Monday, 10 February 2003
Intraseasonal and Synoptic Variations of Radiation Budget
The Clouds and Earth Radiant Energy System instruments aboard the Terra spacecraft has provided measurements of outgoing longwave radiation (OLR) and reflected solar radiation (RSW) over the Earth for more than 2 years. The time histories of OLR and RSR are Fourier-analyzed for each 2.5 degree region of the globe. From these results the temporal spectra are computed for each region. Maps of spectral power of variations in the 20-60 day range are formed. At the Equator these variations are due to the Madden-Julian Oscillation and the OLR and RSW are quantified. Variations also occur at 20 degrees North and are shown to propagate from east to west. The peak centres of spectral power in the 20-60 day range are over the Equatorial Indian Ocean and the South China Sea. The Southwest Pacific Convergence Zone vacillates north and south on an intraseasonal time scale.

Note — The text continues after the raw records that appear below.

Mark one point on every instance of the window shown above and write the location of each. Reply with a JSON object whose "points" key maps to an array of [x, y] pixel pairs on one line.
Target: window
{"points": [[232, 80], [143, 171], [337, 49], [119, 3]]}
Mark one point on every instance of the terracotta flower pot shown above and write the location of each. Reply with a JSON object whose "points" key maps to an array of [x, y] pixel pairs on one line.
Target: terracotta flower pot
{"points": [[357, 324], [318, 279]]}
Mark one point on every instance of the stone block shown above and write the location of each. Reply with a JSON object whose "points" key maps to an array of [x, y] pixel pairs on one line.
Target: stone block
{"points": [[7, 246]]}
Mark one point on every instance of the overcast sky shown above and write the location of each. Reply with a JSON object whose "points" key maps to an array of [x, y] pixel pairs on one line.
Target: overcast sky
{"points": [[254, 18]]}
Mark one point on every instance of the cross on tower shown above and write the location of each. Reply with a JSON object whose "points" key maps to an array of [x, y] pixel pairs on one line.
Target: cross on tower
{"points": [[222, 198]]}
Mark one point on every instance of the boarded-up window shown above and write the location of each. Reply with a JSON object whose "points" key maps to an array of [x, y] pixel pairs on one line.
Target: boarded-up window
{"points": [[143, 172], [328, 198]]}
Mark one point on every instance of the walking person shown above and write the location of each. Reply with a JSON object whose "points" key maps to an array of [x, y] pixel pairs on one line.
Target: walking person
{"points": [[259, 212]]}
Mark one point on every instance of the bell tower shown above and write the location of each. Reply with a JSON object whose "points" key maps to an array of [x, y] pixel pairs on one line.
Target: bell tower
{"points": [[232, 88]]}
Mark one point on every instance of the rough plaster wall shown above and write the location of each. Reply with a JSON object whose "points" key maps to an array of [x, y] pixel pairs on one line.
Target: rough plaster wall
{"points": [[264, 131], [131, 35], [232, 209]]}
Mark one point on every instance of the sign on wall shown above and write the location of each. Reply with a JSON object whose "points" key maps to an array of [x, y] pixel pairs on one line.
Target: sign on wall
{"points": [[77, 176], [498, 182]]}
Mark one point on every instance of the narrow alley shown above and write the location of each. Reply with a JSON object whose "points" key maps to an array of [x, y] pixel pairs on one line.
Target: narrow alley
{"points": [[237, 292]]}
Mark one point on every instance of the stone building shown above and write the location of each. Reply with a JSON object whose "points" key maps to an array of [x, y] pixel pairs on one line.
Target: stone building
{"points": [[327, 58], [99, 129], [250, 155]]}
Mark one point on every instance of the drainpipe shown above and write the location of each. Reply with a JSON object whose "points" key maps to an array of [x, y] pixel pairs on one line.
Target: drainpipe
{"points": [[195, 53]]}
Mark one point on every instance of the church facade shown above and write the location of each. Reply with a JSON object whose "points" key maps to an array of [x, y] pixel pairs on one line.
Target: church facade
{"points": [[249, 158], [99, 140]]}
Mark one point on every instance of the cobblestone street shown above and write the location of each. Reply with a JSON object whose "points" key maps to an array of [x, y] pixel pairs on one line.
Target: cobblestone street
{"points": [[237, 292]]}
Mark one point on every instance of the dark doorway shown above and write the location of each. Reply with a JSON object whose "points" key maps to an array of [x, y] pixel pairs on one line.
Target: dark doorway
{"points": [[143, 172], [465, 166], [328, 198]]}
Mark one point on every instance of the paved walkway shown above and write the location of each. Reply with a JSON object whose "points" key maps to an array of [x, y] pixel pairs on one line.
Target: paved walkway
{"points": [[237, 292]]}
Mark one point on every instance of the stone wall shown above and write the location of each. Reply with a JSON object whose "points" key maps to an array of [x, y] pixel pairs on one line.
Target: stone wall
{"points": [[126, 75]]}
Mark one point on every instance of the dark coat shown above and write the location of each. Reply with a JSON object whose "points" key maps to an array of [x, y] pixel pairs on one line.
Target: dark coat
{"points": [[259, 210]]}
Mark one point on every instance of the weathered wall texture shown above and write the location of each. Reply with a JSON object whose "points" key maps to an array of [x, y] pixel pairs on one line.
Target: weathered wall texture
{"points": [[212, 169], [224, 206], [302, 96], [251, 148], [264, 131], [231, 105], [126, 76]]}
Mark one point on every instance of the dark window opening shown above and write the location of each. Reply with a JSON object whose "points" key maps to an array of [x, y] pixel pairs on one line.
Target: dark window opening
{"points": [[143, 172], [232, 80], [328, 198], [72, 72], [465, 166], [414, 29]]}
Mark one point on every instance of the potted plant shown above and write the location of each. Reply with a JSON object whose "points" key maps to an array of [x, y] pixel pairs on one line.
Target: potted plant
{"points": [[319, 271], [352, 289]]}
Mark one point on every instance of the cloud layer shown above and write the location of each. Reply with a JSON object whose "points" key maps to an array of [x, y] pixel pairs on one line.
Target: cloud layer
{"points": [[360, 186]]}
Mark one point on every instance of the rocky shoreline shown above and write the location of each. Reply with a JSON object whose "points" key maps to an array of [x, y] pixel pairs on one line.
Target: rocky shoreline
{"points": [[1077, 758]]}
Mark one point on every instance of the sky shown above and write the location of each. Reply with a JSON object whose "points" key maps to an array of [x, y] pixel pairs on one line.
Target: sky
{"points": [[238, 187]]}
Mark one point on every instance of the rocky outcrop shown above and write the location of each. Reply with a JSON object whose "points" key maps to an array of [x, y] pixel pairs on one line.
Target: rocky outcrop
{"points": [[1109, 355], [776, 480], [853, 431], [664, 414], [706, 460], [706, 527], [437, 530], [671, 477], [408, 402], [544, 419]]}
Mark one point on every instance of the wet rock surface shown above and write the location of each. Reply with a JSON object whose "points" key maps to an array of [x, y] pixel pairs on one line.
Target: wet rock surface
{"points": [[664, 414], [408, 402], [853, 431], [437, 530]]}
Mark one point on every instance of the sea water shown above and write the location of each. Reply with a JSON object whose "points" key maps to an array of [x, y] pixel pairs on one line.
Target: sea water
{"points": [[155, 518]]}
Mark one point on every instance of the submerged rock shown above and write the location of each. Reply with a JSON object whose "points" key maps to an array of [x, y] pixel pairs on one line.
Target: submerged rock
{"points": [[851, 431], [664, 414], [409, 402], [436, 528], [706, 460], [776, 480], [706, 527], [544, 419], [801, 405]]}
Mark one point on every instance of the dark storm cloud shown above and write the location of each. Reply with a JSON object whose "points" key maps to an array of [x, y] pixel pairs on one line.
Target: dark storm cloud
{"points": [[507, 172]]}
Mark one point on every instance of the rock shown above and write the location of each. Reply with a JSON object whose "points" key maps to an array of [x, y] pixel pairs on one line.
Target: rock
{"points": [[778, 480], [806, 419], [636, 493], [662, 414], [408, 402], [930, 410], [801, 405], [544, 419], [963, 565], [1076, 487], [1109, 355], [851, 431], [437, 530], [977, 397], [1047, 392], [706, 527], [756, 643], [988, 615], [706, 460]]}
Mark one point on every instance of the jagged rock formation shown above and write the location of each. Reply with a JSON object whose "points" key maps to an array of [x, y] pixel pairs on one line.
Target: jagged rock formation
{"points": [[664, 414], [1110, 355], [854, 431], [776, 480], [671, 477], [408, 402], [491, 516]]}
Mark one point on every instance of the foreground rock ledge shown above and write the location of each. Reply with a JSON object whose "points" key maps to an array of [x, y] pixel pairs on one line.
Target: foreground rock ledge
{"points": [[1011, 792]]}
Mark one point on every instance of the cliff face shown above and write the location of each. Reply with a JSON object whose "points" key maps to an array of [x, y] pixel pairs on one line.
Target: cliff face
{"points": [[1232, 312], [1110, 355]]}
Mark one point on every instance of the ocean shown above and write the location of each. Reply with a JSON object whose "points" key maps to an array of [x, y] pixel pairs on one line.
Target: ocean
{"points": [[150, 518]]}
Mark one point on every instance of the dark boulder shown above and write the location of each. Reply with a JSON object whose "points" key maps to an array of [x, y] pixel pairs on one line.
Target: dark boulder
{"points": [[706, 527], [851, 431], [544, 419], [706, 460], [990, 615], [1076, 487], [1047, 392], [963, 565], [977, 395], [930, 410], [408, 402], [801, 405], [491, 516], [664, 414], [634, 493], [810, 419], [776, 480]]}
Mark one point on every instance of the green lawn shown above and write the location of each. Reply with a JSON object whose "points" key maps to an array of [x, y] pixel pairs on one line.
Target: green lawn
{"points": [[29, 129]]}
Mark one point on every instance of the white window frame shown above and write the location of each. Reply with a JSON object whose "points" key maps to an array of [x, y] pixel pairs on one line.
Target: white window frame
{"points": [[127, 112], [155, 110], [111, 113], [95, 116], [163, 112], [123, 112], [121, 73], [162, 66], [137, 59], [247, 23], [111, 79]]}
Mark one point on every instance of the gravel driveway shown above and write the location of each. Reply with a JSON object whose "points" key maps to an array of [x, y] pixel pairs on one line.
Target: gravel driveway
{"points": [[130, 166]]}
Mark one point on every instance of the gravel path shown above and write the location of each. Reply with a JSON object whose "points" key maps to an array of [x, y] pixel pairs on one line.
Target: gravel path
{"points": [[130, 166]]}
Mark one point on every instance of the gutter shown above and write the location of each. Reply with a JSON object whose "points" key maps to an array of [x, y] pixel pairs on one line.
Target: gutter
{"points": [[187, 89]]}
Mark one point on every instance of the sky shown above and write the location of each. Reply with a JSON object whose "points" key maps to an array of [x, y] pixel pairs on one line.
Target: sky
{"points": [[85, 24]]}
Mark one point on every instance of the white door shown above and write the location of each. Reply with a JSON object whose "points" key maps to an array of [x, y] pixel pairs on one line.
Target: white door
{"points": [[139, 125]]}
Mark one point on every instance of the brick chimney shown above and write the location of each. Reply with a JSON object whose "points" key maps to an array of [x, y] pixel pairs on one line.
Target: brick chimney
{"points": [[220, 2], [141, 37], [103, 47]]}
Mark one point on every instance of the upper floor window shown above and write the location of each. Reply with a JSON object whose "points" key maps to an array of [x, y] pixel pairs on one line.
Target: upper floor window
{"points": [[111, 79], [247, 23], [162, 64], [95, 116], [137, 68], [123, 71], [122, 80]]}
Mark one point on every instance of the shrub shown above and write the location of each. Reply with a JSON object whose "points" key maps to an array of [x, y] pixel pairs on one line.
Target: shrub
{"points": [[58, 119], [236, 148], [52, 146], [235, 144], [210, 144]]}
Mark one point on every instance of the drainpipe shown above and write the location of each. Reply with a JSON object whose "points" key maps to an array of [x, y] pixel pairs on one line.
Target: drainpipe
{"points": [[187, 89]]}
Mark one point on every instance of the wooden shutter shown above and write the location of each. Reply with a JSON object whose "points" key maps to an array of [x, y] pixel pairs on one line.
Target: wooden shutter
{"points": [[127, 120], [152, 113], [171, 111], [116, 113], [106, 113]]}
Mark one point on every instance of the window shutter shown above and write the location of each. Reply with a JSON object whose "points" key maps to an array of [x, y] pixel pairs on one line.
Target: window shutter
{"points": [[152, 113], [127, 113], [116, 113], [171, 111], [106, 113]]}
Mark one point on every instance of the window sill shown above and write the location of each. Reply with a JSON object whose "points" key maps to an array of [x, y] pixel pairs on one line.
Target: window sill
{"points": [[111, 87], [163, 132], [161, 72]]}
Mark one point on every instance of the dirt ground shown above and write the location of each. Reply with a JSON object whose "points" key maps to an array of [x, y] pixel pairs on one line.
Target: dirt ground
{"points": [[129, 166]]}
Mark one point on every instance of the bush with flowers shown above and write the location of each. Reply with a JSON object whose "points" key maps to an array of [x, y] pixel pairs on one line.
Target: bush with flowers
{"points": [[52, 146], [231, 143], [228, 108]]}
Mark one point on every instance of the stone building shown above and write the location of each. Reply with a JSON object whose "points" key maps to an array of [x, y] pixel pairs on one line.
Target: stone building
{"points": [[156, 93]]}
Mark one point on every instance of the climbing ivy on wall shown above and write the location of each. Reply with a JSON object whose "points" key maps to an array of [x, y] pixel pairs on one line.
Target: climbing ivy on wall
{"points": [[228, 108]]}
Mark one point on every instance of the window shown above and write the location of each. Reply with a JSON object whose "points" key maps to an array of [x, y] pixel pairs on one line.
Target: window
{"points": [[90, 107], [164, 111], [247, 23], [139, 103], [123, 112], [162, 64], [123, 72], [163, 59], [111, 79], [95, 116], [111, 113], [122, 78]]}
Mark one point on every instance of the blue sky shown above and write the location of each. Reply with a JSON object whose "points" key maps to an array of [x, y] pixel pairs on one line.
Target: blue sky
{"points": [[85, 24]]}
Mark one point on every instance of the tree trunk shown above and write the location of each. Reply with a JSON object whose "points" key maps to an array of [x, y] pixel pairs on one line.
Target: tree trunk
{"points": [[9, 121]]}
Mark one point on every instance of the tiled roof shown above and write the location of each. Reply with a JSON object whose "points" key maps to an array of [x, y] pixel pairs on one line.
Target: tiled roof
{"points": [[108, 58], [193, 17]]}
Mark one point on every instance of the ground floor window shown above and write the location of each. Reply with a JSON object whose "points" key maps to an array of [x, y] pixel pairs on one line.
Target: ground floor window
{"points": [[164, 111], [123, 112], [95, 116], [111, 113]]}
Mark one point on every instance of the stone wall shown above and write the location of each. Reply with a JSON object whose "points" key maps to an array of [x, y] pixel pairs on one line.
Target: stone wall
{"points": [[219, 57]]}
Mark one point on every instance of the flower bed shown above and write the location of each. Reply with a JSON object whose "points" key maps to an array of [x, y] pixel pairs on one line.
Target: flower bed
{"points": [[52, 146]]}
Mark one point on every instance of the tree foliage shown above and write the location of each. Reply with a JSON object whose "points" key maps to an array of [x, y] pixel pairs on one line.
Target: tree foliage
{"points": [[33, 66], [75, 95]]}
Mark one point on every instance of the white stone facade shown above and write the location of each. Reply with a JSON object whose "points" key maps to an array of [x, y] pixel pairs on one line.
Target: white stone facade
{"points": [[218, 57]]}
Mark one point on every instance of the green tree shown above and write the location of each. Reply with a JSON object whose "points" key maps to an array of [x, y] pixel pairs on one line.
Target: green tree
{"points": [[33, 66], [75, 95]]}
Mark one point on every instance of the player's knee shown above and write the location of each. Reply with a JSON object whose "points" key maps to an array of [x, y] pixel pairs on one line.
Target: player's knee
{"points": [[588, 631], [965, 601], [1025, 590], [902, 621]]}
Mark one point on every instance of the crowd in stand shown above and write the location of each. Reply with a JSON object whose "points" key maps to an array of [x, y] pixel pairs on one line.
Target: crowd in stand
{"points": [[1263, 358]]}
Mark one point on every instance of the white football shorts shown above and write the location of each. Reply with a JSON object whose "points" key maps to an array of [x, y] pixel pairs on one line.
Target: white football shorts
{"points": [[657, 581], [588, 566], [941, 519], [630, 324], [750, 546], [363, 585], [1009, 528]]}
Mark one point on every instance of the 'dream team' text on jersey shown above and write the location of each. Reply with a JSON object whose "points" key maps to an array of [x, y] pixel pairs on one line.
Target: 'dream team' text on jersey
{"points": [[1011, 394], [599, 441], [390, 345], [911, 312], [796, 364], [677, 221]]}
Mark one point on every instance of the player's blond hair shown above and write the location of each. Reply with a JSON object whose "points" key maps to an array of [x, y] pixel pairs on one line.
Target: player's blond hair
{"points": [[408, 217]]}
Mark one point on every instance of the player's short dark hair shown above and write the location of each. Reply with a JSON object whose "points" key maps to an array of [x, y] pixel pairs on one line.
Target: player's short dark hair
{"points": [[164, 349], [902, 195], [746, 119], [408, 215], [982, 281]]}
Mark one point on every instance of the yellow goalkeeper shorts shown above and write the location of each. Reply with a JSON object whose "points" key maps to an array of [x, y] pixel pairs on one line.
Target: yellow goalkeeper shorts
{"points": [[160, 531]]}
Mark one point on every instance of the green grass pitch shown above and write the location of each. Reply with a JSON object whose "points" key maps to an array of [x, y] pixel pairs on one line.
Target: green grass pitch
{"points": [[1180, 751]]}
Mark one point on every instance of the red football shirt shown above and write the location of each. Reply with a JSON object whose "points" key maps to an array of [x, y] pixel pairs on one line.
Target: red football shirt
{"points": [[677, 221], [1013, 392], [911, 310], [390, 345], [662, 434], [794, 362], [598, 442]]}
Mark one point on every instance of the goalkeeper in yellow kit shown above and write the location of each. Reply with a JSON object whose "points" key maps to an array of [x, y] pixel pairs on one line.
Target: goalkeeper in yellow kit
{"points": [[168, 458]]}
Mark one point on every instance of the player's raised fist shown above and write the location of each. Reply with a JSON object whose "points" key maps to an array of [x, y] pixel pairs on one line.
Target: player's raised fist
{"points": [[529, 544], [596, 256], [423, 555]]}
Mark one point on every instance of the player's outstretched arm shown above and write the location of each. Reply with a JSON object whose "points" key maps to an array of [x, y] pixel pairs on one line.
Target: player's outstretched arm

A map of spectral density for a 2-day period shows strongest variations at 10 degrees north and at 45 degrees north and south. The spectral density is assumed to have a power law distribution for the 2 to 20 days, and the exponent is found to have a low value (0.8 or less) in the 45 degree latitude zones over ocean and much higher elsewhere. The subsidence zones of the equatorial Pacific Ocean just west of South America, of the Atlantic Ocean between 10 and 20 degrees south and of the eastern Sahara Desert have very little variation at all time scales.